Für sie ist das Cargocenter ein Instrument zur Entwicklung des Luftfracht-Umschlages und des Logistik-Standortes Luxemburg. Sie ging auf Luftfracht Kongresse, stellte dort und auf Fachmessen das Luxemburger Terminal vor. Sie analysierte die Situation und entwickelte eine Strategie für die 82.000 große Fracht-Umschlaghalle. Ein erster äußerer Erfolg zeigte sich vor einigen Wochen, als in der Halle selbst eine neue Halle für die Lagerung und Versendung pharmazeutischer Güter eingerichtet wurde. Dies ist eine Folge des „um die Ecke Denkens“, der Chefin. Sie redete über Monate mit Vertretern der pharmazeutischen Industrie. Sie erläuterte den Vorteil des Luxemburger Flughafens, diskutierte ihre Idee der pharmazeutischen Lagerhalle. Als sie Zustimmung fand, begann sie mit dem Bau. „Man musste die Situation anders angehen“, sagt sie. „Wenn die Industrie den Fluggesellschaften sagt, dass sie ihre Ware nach Luxemburg geflogen sehen will, dann fliegen die Fluggesellschaften sie nach Luxemburg“. Zumindest im Bereich der Pharmazeutik hat das funktioniert. Auf das intensive Lobbying für das Cargocenter darf Luxemburg wohl auch zurückführen, dass der Frachtflughafen im vergangenen Jahr nur wenig Fracht verloren hat. „In Hahn liegt der Rückgang bei 25 Prozent, in Lüttich bei 16 Prozent, bei uns bei 5,6 Prozent“, sagt sie.
„Stärkung der Nischen“
Das Ansehen Luxemburgs geht heutzutage weit über das frühere als reiner Heimatflughafen der Cargolux hinaus. „Die können, die wollen, die machen“, heißt es zum Luxemburger Frachtflughafen. Hinzu kommt, dass Hjördis Stahl noch eine klare Strategie für das Cargocenter entwickelt hat. Neben der Stärkung der allgemeinen Fracht heißt sie „Stärkung der Nischen“. „Wir haben mit unseren Frachtzentrum noch drei große Möglichkeiten“, zählt sie auf. Wir sind schon spezialisiert auf gefährliche Güter. Wir haben gerade unseren Tierbereich ausgebaut, der schon wieder zu klein ist. Und wir sind in Luxemburg spezialisiert auf große, schwere, sperrige Fracht.

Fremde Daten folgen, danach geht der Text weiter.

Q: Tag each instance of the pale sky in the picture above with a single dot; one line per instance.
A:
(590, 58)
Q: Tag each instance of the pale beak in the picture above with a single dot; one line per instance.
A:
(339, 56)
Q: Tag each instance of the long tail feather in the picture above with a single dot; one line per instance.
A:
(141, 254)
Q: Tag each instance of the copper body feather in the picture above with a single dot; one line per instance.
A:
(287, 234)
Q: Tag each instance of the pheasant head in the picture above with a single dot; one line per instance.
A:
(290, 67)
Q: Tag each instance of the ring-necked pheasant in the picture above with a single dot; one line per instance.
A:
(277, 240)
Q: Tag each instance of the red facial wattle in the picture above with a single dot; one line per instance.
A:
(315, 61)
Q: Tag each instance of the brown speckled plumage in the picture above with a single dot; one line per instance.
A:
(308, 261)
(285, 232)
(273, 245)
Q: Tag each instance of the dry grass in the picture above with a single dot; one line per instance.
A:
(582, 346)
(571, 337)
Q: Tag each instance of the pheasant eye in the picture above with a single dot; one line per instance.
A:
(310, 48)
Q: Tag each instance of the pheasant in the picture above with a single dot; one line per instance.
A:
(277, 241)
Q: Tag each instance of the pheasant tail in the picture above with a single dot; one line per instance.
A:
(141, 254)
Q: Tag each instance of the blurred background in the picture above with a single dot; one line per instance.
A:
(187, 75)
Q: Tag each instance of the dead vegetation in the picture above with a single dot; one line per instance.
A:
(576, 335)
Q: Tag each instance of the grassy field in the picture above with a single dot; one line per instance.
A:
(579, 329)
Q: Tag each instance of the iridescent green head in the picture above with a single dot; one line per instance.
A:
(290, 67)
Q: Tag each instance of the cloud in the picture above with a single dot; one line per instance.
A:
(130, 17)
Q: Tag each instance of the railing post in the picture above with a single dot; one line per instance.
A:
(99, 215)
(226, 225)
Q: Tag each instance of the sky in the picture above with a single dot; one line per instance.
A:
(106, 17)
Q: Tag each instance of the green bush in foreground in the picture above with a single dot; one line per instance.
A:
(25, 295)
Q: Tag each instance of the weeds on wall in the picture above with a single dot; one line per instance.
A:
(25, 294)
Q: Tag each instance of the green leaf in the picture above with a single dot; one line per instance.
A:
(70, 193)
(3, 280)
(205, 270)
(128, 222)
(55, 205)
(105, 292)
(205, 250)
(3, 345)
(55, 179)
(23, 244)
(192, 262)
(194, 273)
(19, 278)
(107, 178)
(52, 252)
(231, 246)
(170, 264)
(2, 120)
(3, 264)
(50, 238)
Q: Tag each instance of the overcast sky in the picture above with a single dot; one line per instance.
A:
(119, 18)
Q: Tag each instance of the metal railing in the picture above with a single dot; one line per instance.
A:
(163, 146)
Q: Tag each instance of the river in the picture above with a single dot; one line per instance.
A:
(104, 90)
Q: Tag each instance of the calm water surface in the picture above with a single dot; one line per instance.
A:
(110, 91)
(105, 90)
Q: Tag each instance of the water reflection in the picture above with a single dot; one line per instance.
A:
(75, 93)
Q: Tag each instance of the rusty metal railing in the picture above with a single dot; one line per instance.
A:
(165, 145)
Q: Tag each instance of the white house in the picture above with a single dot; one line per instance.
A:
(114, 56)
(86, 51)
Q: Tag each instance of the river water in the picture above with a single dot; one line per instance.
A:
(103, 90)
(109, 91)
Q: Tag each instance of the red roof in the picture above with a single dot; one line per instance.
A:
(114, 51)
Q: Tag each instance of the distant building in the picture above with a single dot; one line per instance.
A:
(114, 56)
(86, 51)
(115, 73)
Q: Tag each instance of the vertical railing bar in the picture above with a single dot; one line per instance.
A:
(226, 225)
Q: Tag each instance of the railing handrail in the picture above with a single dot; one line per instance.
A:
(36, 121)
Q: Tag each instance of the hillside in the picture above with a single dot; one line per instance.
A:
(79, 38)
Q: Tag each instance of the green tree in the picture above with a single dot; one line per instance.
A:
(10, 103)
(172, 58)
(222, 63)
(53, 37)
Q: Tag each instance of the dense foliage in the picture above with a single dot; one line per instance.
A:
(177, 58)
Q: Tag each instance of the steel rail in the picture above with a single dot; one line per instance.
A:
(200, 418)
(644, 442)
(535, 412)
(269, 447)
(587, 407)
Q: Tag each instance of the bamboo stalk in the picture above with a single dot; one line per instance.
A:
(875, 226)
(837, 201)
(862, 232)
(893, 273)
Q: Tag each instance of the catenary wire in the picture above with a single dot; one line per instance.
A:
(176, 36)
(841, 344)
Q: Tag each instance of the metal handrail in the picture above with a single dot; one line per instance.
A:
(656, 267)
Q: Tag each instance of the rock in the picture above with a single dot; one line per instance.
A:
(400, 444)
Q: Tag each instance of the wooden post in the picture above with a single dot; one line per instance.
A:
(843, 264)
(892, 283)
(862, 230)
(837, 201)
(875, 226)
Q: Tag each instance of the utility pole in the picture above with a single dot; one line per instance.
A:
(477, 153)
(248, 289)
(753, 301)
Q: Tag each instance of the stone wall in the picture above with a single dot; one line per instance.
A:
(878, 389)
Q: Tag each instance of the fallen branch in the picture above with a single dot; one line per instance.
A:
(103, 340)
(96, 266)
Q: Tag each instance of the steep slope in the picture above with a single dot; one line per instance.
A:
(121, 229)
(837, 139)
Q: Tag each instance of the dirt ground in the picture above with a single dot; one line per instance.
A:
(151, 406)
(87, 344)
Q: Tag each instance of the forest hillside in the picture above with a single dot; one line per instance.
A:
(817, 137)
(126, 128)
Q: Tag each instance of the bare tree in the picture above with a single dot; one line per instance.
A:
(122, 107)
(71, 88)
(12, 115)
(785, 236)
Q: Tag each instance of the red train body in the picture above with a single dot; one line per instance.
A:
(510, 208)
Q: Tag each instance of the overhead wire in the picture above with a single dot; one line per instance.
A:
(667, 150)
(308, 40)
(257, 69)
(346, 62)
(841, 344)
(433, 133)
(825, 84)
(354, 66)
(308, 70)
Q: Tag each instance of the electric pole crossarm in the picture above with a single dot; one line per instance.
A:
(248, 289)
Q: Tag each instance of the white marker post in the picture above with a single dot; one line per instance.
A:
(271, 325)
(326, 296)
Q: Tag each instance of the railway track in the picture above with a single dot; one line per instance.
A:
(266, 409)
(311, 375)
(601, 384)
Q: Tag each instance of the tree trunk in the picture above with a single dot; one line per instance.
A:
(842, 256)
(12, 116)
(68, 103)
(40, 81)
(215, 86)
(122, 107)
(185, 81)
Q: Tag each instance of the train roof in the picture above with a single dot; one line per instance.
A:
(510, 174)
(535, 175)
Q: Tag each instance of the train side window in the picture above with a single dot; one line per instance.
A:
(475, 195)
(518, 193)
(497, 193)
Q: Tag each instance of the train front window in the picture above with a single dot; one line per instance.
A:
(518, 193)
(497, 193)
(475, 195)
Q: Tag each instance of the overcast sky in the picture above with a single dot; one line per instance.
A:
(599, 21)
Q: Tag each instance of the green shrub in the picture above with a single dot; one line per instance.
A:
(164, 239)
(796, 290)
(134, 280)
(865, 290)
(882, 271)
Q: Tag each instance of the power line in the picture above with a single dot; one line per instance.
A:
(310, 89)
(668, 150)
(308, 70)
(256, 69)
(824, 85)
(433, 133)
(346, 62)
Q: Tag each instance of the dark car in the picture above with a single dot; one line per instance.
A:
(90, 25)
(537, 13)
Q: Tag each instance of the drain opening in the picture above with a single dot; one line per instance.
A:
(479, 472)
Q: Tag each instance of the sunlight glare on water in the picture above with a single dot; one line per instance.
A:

Das kommt daher, dass Cargolux sich auf die Boeing 747 festgelegt hat, bei der man durch das Anheben der Nase sperrige Güter gut einladen kann. Wir haben dazu eigens besonderes Werkzeug gekauft.“
Die Schritte zur Verwirklichung dieser Strategie sind eigeleitet. Luxemburg hat seinen besonderen Ruf in der Frachtluftfahrt erhalten. Hjördis Stahl hat dazu viele Kontakte hergestellt. Und nun geht sie. „Ich bin immer dann gegangen, wenn ich das Gefühl hatte, dass etwas erledigt ist.“ Bei der Lufthansa hat sie konzern-intern alle drei bis fünf Jahre neue zu erledigende Aufgaben übernommen. Nach Luxemburg ist sie vor fünf Jahren von der Lufthansa gekommen. Ihre Aufgabe war, das Frachtcenter zu positionieren. Das sieht sie als erfüllt an. „Aber“, sagt sie und darauf legt sie großen Wert: „Jedes Schiff hat zwar einen Kapitän, aber der Job ist ohne die Mannschaft gar nicht zu erledigen. Und hier im Frachtzentrum haben wir eine gute Mannschaft.“
„Ich liebe Luxemburg“
Sie gibt auch zu, dass ihr der Abschied nicht leicht fällt. Sie hat viel von ihrer Person investiert. Und die Luxair wird jemanden verlieren, der in der Branche mehr als gut vernetzt gilt und für seine klaren Visionen von der Luftfracht und Frachtzentren geschätzt wird. Andererseits bleibt sie in Luxemburg. „Das freut mich“, sagt sie. „Ich liebe Luxemburg“.
Fehlen werden ihr in ihrer neuen Aufgabe bei der Post die Flugzeuge und der Geruch des Kerosins, gibt sie offen zu. Andererseits gibt es natürlich auch die Luftpost… Und wenn sie zu starkes Heimweh hat, darf sie wohl davon ausgehen, dass ihr Nachfolger sie zu einem Spaziergang über das Fracht-Terminal einladen wird, um ein wenig Kerosin-Luft zu schnuppern.